L'appello dell'Associazione nazionale anziani e pensionati di Confartigianato: "Risorse potrebbero essere utilizzate per rilancio economia e per sostegno ad anziani"

"I politici abruzzesi rinuncino allo stipendio e si crei un fondo salva-imprese": è l'appello lanciato dall'Anap (l'Associazione nazionale anziani e pensionati) di Confartigianato che invita parlamentari e consiglieri regionali a sacrificarsi, in questi mesi durissimi, come stanno facendo tante altre categorie.

"Gli anziani e i pensionati - afferma il presidente provinciale Anap, Giorgio Gilardini - sono spesso vittime innocenti della pandemia.

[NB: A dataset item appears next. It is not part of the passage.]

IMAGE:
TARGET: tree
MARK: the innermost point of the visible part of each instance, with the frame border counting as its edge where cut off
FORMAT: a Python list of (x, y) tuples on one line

Non solo da un punto di vista sanitario, essendo loro i soggetti più vulnerabili, ma anche per quanto riguarda le restrizioni, si pensi alle polemiche degli ultimi giorni, e l'accesso alle cure. In questo contesto, sacrifici vengono chiesti a tutti, direttamente o indirettamente. Pensiamo ai a bar, ai ristoranti e a tutte quelle attività che devono chiudere in anticipo e pensiamo agli indotti e ai comparti in qualche modo coinvolti. Alla fine, chiunque, a causa dell'emergenza sanitario in atto e della conseguente crisi economica, dovrà rinunciare a qualcosa. Nessuno può e deve sentirsi escluso da questa situazione".

Da qui la richiesta alla classe politica di dare un segnale forte al territorio, rinunciando allo stipendio o a una parte di esso. E un'idea: "Le risorse recuperate potrebbero essere utilizzate da un lato per garantire il sostegno agli anziani in difficoltà e, dall'altro, per costituire un fondo destinato alle micro e piccole imprese, cuore pulsante dell'economia abruzzese".